Qu’est-ce que cela veut dire au juste lorsqu’on dit qu’on a un monde ? Qu’est-ce qui, dans ce
monde, se partage ? Et qu’est-ce qui ne se partage pas ? Ce que montre la réduction
phénoménologique, c’est que l’homme n’est pas dans le monde comme une chose ou une autre.

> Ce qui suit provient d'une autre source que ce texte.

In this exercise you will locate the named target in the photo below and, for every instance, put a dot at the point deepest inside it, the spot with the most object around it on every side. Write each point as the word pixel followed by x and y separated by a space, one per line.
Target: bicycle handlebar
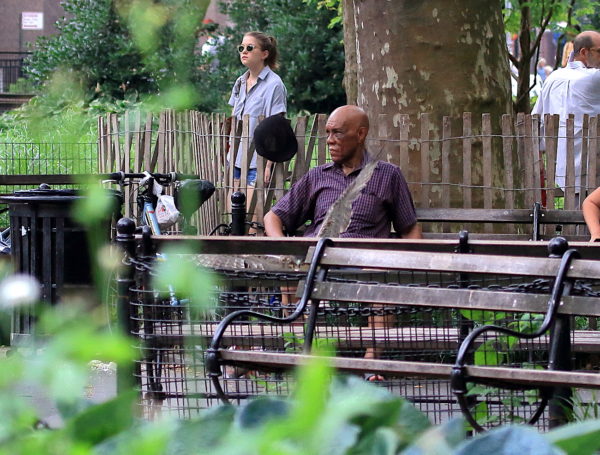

L’homme vit dans un espace ouvert, il est au monde (et non pas dans le monde). Et c’est alors avec
le monde comme arrière fond que nous pouvons avoir un rapport authentique aux choses, que nous
pouvons être auprès des choses. En d’autres termes, l’être humain a un monde et il a besoin d’un tel
monde pour déployer ses possibilités. C’est à partir de ce fond irréductible qu’est le monde qu’on
peut développer des attitudes stables dans celui-ci, ce qui permet d’avoir prise sur la réalité. Ainsi,
nous pouvons compter sur un certain nombre d’évidences et c’est ces évidences qui nous permettent
de nous livrer à d’autres occupations. Le problème c’est que, dans son vouloir inlassable de
maîtrise, l’homme détruit peu à peu ce fond. Et c’est ce que la phénoménologie révèle, à savoir que
ce fond du monde n’est pas à l’abri de multiples dégât. Dans une certaine mesure, le courant
phénoménologique s’apparente au rapport qu’avaient les grecs avec le monde. En effet, tant dans la
pensée grecque que dans la phénoménologie, il y a un souci très fort de préserver le monde et la
nature. Autrement dit, la phénoménologie offre une conscience très forte d’un monde et d’une
nature qu’il faut préserver, mettre à l’abri.